You can grant permissions directly on the storage credential, but Databricks recommends that you reference it in an external location and grant permissions to that instead. An external location combines a storage credential with a specific path, and authorizes access only to that path and its contents.

Manage permissions on a storage credential

  1. Log in to a workspace that is linked to the metastore.

  2. From the persona switcher, select SQL.

  3. Click Data Icon Data.

  4. At the bottom of the screen, click Storage Credentials.

  5. Click the name of a storage credential to open its properties.

  6. Click Permissions.

  7. To grant permission to users or groups, select each identity, then click Grant.
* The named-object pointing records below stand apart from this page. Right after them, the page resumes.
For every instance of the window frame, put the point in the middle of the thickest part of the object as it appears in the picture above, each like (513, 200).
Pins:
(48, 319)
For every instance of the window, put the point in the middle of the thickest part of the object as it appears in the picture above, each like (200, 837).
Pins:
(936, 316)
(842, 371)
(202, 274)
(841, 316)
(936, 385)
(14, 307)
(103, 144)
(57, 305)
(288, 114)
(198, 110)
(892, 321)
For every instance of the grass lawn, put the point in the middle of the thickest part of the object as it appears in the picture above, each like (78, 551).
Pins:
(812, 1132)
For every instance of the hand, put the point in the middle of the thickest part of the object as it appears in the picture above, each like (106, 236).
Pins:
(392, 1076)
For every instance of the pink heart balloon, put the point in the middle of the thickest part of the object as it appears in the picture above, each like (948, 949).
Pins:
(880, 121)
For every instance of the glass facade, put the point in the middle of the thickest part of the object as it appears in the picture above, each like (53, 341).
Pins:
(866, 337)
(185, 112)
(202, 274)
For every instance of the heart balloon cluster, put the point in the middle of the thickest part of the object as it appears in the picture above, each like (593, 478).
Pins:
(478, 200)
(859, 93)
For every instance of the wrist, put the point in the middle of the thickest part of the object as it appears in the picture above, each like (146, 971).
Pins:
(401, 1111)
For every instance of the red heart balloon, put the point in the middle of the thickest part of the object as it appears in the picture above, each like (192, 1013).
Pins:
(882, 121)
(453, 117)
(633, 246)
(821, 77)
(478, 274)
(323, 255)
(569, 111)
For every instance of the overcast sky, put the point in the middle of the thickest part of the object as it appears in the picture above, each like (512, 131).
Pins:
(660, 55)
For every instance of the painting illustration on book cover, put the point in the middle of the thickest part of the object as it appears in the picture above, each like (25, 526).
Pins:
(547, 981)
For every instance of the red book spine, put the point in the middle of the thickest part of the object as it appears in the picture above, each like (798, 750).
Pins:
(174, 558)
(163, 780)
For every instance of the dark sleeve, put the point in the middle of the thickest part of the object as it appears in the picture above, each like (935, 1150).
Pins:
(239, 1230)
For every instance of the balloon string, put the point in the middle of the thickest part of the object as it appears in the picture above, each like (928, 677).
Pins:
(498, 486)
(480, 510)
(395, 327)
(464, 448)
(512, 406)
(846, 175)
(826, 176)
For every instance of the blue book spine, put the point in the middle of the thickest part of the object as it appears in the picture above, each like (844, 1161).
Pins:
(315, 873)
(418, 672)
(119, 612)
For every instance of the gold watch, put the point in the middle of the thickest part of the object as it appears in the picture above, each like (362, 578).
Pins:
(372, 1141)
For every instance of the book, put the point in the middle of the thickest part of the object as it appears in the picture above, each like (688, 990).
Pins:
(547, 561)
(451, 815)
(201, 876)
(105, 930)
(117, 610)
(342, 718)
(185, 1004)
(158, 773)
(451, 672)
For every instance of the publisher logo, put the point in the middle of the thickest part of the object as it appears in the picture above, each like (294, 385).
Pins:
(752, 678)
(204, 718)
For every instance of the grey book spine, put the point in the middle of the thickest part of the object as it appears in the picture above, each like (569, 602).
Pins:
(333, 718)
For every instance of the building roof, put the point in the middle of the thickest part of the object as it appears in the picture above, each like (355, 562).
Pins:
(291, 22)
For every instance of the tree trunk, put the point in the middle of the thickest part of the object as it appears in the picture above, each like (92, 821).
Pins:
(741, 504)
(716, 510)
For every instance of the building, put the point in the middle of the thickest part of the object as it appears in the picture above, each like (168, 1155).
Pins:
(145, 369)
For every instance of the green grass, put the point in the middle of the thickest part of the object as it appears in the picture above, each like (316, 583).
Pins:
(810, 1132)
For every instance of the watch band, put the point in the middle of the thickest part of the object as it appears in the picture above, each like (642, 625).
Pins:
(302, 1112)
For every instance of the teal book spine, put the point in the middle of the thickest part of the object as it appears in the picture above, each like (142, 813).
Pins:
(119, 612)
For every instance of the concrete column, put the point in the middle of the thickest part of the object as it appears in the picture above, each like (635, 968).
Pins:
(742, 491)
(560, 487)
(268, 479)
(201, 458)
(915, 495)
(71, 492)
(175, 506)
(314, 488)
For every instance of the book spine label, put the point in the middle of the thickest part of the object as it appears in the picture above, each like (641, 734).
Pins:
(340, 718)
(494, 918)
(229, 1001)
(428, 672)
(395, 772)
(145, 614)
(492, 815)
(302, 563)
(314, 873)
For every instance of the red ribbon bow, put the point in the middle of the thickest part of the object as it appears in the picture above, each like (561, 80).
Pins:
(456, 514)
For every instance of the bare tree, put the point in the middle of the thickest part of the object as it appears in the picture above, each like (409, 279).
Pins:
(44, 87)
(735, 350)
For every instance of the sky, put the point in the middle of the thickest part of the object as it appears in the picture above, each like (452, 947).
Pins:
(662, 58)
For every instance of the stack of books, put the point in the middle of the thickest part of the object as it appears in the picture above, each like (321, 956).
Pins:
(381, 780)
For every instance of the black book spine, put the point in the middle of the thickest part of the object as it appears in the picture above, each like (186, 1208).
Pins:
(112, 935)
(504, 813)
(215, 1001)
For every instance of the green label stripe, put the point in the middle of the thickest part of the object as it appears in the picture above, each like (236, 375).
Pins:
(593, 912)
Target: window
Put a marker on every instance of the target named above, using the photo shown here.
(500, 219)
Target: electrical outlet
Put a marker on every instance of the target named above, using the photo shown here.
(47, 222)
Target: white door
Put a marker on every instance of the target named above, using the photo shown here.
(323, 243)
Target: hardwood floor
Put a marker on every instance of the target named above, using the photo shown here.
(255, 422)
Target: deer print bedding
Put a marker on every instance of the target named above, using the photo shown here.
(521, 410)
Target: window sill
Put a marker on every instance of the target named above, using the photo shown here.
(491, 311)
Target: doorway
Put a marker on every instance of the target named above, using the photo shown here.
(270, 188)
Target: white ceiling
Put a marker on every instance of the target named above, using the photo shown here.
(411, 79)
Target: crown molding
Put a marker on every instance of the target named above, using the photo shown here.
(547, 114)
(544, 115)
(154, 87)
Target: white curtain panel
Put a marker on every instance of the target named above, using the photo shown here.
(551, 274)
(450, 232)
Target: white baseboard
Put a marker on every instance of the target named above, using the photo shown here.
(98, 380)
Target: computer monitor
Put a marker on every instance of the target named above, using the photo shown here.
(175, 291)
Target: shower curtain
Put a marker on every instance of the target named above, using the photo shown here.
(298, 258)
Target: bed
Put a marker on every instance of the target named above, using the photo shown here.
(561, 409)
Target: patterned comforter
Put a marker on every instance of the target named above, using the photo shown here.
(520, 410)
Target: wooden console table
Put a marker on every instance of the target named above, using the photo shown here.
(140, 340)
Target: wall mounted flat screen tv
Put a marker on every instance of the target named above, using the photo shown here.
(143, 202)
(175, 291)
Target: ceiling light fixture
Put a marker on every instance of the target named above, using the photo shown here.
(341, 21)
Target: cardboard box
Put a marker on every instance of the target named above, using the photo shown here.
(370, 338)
  8. To revoke permissions from users or groups, deselect each identity, then click Revoke.

Create an external location

  1. From the persona switcher, select SQL.

  2. Click Data Icon Data.

  3. Click the + menu at the upper right and select Add an external location.

  4. Click Create location.

    1. Enter a name for the location.

    2. Optionally copy the storage container path from an existing mount point.

    3. If you aren’t copying from an existing mount point, enter an S3 bucket path.

    4. Select the storage credential that grants access to the location.

    5. Click Save.

Manage permissions on an external location

  1. Log in to a workspace that is linked to the metastore.

  2. From the persona switcher, select SQL.

  3. Click Data Icon Data.

  4. At the bottom of the screen, click External Locations.

  5. Click the name of an external location to open its properties.

  6. Click Permissions.

  7. To grant permission to users or groups, select each identity, then click Grant.

  8. To revoke permissions from users or groups, deselect each identity, then click Revoke.

Create an external table

You can create an external table using an external location (recommended) or using a storage credential directly. In the following examples, replace the placeholder values:

  • <catalog>: The name of the catalog that will contain the table.

  • <schema>: The name of the schema that will contain the table.

  • <table_name>: A name for the table.

  • <column_specification>: The name and data type for each column.

  • <bucket_path>: The path on your cloud tenant where the table will be created.

  • <table_directory>: A directory where the table will be created. Use a unique directory for each table.

Important

Once a table is created in a path, users can no longer directly access the files in that path even if they have been given privileges on an external location or storage credential to do so. This is to ensure that users cannot circumvent access controls applied to tables by reading files from your cloud tenant directly.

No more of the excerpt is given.